Говорили мы обо всём и ни о чём. О ремесле, которому учились, — она схватывала бумаги и законы туго, путалась в статьях и оговорках, зато людей чуяла верно, не так тонко, как я, а по-женски, по-матерински, наперёд угадывая, кто чего боится и кто чего стыдится, и мы, бывало, разбирали вдвоём заданный урок, и вместе выходило лучше, чем у каждого порознь: я ей растолковывал бумагу, она мне — человека за бумагой, и мы латали друг другом свои прорехи. О планете говорили, о том, как она растёт не по дням, где что строят, какие кварталы подымаются, а какие только размечены под будущее, куда лучше податься по концу курсов, где спрос гуще. О пустом говорили, о таком, о чём и не упомнишь после, а тепло от него держится, — о том, что синтетику она, как и я, теперь на дух не переносит, наевшись её за жизнь на камне, до тошноты, до оскомины, и что настоящий хлеб для неё до сих пор чудо, и она отламывает его медленно, как отламывают дорогое, и я узнавал в том себя, потому что и сам первое время держал живую еду во рту, не веря ей. Говорили о том, что вода тут течёт из крана сколько хочешь, даром, без счёта, и первое время она, как и я, не могла к этому привыкнуть, всё берегла, ловила себя на том, что моется по норме, закрывает кран посреди струи, хоть нормы тут нет и никто за воду не спросит. Мы смеялись над этим, над нашей низовой привычкой беречь то, чего тут вдоволь, над тем, как рука сама тянется прикрутить, прикрыть, отмерить, — и в этом общем смехе над общей нашей давней бедностью было столько родного, сколько я не знал ни с кем, кроме, может, Чифа, в двигательной, под флягу, когда мы двое смеялись над тем, над чем чужой бы не засмеялся, потому что чужой не поймёт, а свой поймёт с полуслова.
— А помнишь, — говорила она иной раз, — как первый раз воду из крана пустил и не закрыл, сидишь, глядишь, как течёт, и жалко, аж сердце щемит?
— Помню, — говорил я. — Стоял над раковиной, как дурак, и всё ждал, что сейчас перекроют.
— И я, — смеялась она. — Всё жду, что мигнёт лампа, что норма вышла.

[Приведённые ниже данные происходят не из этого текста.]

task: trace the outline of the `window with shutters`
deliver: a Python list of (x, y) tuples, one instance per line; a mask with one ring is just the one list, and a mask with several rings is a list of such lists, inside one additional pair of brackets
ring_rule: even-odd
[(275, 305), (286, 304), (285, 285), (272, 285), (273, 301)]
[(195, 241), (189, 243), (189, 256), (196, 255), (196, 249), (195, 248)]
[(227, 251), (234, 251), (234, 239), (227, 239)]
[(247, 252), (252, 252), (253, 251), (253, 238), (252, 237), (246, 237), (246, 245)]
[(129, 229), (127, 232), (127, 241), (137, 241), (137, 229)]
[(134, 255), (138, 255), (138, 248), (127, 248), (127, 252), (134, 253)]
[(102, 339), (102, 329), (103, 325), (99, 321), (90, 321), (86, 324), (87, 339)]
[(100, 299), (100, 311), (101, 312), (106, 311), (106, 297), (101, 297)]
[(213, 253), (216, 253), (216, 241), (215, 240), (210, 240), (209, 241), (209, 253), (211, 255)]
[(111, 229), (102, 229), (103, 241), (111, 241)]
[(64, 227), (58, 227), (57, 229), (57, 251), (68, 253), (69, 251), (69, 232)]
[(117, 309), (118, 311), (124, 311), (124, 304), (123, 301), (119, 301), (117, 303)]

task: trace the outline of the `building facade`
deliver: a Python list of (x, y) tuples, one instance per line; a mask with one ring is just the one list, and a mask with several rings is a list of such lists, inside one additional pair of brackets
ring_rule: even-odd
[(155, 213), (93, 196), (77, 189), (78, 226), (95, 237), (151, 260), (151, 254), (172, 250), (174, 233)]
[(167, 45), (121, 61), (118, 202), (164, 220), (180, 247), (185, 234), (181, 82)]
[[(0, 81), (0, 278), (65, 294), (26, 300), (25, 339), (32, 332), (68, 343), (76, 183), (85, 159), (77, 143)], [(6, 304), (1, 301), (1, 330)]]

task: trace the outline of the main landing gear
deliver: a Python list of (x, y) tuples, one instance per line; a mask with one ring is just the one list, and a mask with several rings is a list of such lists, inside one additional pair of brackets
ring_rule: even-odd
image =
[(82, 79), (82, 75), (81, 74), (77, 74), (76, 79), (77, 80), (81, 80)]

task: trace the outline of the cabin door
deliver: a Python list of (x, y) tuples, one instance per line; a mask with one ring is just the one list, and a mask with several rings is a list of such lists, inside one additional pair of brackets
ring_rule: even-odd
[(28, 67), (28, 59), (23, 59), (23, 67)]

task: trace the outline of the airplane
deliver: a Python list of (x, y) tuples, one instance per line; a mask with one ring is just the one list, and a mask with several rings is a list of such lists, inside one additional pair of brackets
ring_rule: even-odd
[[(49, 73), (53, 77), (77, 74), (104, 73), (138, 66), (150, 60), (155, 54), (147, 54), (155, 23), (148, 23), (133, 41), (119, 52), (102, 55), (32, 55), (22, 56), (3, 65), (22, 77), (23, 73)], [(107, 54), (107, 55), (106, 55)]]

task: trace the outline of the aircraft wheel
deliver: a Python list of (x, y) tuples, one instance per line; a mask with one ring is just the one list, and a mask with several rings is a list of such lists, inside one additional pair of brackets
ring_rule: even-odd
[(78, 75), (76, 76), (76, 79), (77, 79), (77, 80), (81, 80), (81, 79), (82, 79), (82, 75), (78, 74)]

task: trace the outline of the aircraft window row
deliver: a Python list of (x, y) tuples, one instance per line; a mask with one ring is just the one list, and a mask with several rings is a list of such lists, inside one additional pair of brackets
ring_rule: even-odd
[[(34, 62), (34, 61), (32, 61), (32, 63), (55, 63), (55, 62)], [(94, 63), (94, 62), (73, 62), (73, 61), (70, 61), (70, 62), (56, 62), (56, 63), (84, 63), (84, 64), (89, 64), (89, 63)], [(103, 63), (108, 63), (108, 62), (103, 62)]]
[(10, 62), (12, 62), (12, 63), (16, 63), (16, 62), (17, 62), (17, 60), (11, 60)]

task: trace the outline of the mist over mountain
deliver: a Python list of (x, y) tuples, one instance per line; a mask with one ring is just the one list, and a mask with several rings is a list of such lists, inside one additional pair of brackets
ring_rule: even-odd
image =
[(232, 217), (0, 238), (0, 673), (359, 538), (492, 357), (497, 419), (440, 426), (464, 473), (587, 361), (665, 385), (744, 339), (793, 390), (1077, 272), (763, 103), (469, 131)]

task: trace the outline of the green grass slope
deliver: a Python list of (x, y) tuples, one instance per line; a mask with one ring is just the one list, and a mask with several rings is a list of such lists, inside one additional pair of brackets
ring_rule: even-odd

А она не мигает. Небу тут не жалко.
Мы смеялись негромко, в углу, над тем, над чем никто вокруг бы не засмеялся, потому что вокруг сидели те, кто родился под небом и не знал, что вода и воздух бывают по норме, по кружке, по вдоху. А мы знали, и оттого простой текущий кран был нам обоим тихим ежедневным чудом, и мы этим чудом друг с другом делились, как делятся тайной.